Another challenge to change is that it may require renewing commitments you've broken before, from the trivial "Yes, I'll try to remember to take the trash out" to the more serious "I'll try to stop sleeping with all of your friends". This happens in any environment: the workplace, friendships, romantic relationships or even commitments you've made to yourself. Renewing commitments can be tough since it requires not only admitting to the recent mistake, but acknowledging similar mistakes you've made before. The feelings of failure and guilt become so large that we don't have the courage to try again.

This is why success in learning from mistakes often requires involvement from other people, either for advice, training or simply to keep you honest. A supportive friend's, mentor's or professional's perspective on your behavior will be more objective than your own and help you identify when you're hedging, breaking or denying the commitments you've made. No amount of analysis can replace your confidence in yourself. When you've made a mistake, especially a visible one that impacts other people, it's natural to question your ability to perform next time. But you must get past your doubts. The best you can do is study the past, practice for the situations you expect, and get back in the game. Your studying of the past should help broaden your perspective. You want to be aware of how many other smart, capable well meaning people have made similar mistakes to the one you made, and went on to even bigger mistakes, I mean successes, in the future.

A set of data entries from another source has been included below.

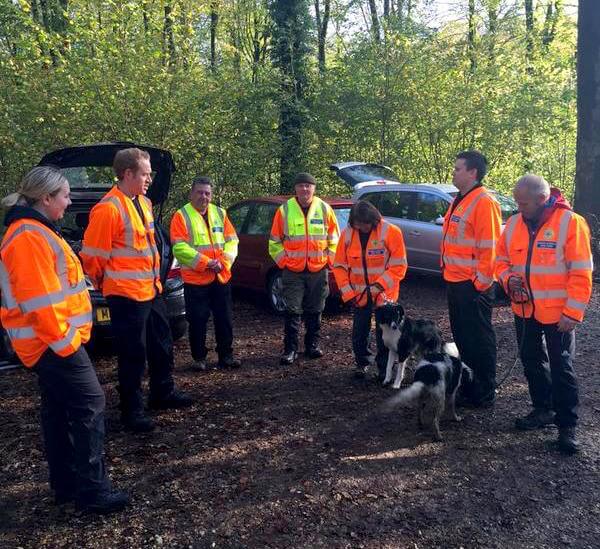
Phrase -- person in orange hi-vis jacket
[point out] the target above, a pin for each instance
(544, 263)
(120, 256)
(471, 229)
(46, 312)
(370, 262)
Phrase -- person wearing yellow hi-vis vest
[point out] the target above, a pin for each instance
(303, 241)
(205, 244)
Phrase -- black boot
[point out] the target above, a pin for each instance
(313, 335)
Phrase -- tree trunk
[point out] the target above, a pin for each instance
(375, 27)
(587, 187)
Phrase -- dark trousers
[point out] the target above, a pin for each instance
(471, 323)
(142, 331)
(547, 357)
(200, 302)
(72, 415)
(361, 337)
(304, 295)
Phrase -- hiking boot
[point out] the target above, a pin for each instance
(108, 501)
(230, 362)
(200, 365)
(567, 440)
(536, 419)
(314, 352)
(173, 401)
(288, 357)
(137, 423)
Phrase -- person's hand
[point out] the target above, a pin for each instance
(566, 324)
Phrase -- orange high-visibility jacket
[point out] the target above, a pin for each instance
(195, 243)
(471, 231)
(385, 260)
(555, 265)
(119, 251)
(297, 242)
(45, 301)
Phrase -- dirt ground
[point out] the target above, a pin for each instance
(300, 456)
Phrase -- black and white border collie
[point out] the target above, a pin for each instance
(433, 390)
(403, 337)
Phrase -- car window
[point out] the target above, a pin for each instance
(342, 215)
(261, 219)
(429, 207)
(237, 216)
(391, 203)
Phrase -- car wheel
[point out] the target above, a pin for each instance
(275, 293)
(178, 328)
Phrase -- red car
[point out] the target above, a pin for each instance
(254, 269)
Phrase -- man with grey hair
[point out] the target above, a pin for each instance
(544, 262)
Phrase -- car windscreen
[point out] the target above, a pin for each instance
(361, 173)
(342, 215)
(508, 206)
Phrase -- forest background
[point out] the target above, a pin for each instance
(249, 91)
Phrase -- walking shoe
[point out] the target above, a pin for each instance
(173, 401)
(567, 440)
(536, 419)
(200, 365)
(109, 501)
(314, 352)
(230, 362)
(137, 422)
(288, 357)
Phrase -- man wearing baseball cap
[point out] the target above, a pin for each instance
(303, 241)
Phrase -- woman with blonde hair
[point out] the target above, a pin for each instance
(47, 314)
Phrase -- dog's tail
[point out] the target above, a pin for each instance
(407, 397)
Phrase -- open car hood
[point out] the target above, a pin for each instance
(100, 155)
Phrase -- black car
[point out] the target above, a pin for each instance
(89, 171)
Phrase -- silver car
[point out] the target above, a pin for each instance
(418, 209)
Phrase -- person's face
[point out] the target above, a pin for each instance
(55, 206)
(462, 177)
(529, 205)
(140, 179)
(200, 196)
(305, 192)
(362, 227)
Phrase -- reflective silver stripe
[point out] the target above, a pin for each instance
(20, 333)
(574, 304)
(129, 275)
(397, 261)
(583, 265)
(95, 252)
(8, 300)
(541, 269)
(460, 261)
(509, 229)
(483, 278)
(549, 294)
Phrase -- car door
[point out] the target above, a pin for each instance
(239, 215)
(425, 230)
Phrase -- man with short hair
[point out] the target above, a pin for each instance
(471, 228)
(205, 244)
(303, 241)
(120, 256)
(544, 263)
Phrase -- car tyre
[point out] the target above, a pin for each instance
(275, 293)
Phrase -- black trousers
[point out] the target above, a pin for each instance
(142, 331)
(471, 323)
(200, 302)
(547, 357)
(72, 417)
(361, 337)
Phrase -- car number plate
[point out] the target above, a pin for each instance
(103, 314)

One way to know you've reached a healthy place is your sense of humor. It might take a few days, but eventually you'll see some comedy in what happened. When friends tell stories of their mistakes it makes you laugh, right? Well when you can laugh at your own mistakes you know you've accepted it and no longer judge yourself on the basis of one single event. Reaching this kind of perspective is very important in avoiding future mistakes. Humor loosens up your psychology and prevents you from obsessing about the past. It's easy to make new mistakes by spending too much energy protecting against the previous ones. Remember the saying "a man fears the tiger that bit him last, instead of the tiger that will bite him next".

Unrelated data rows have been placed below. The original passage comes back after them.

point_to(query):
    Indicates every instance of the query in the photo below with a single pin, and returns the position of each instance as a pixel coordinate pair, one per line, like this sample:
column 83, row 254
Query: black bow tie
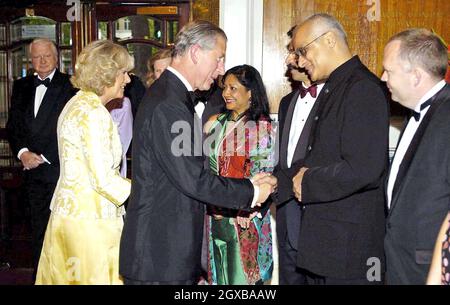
column 38, row 82
column 416, row 114
column 311, row 89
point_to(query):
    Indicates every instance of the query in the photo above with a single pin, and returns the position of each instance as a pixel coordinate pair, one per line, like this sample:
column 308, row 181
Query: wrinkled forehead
column 304, row 34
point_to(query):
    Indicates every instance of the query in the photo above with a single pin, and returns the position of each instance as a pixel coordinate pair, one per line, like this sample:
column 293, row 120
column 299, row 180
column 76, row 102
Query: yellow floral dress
column 81, row 244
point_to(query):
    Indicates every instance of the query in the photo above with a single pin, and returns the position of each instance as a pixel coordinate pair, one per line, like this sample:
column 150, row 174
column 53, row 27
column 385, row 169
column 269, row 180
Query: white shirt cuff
column 45, row 160
column 255, row 195
column 21, row 152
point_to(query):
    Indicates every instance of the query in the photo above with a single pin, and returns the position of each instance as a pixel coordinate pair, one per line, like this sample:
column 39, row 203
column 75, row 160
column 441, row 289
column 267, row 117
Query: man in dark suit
column 341, row 183
column 36, row 103
column 418, row 188
column 162, row 236
column 296, row 114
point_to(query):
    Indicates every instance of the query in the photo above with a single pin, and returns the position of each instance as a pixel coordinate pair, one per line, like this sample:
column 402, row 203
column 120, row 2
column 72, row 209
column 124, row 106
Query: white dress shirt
column 38, row 97
column 303, row 107
column 189, row 88
column 407, row 137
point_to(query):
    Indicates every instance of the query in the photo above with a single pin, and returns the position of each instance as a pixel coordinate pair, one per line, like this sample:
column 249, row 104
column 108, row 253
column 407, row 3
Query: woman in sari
column 240, row 244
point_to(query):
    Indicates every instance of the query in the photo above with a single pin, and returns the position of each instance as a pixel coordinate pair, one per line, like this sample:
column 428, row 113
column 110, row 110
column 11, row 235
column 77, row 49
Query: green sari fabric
column 239, row 256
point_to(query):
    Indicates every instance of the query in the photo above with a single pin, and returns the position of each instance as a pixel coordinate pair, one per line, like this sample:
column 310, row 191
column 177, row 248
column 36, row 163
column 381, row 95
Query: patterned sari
column 238, row 256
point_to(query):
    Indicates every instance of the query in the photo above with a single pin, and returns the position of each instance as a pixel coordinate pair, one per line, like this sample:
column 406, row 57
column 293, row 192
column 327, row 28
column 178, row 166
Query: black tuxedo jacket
column 422, row 199
column 343, row 221
column 38, row 134
column 162, row 236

So the most important lesson in all of mistake making is to trust that while mistakes are inevitable, if you can learn from the current one, you'll also be able to learn from future ones. No matter when happens tomorrow you'll be able to get value from it, and apply it to the day after that. Progress won't be a straight line but if you keep learning you will have more successes than failures, and the mistakes you make along the way will help you get to where you want to go.
1. Accepting responsibility makes learning possible.
2. Don't equate making mistakes with being a mistake.
3. You can't change mistakes, but you can choose how to respond to them.
4. Growth starts when you can see room for improvement.
5. Work to understand why it happened and what the factors were.
6. What information could have avoided the mistake?
7. What small mistakes, in sequence, contributed to the bigger mistake?
8. Are there alternatives you should have considered but did not?
9. What kinds of changes are required to avoid making this mistake again?What kinds of change are difficult for you?
10. How do you think your behavior should/would change in you were in a similar situation again?
11. Work to understand the mistake until you can make fun of it (or not want to kill others that make fun).
12. Don't over-compensate: the next situation won't be the same as the last.
When we’re comfortable with making mistakes, we’re more likely to take risks and tackle projects.

Always remember, my dear friends that celebrating mistakes is not the same as setting out to make them. Celebrating mistakes involves wisdom; setting out to make them involves willful incompetence. Effective people don’t set goals with the idea of making mistakes. Instead, they aim to reach those goals while accepting the risk of error. Of course there is one sure way to avoid making mistakes, and that’s to avoid life……….And that is what you should actually not avoid for our mistakes can be the most powerful teachers we have.”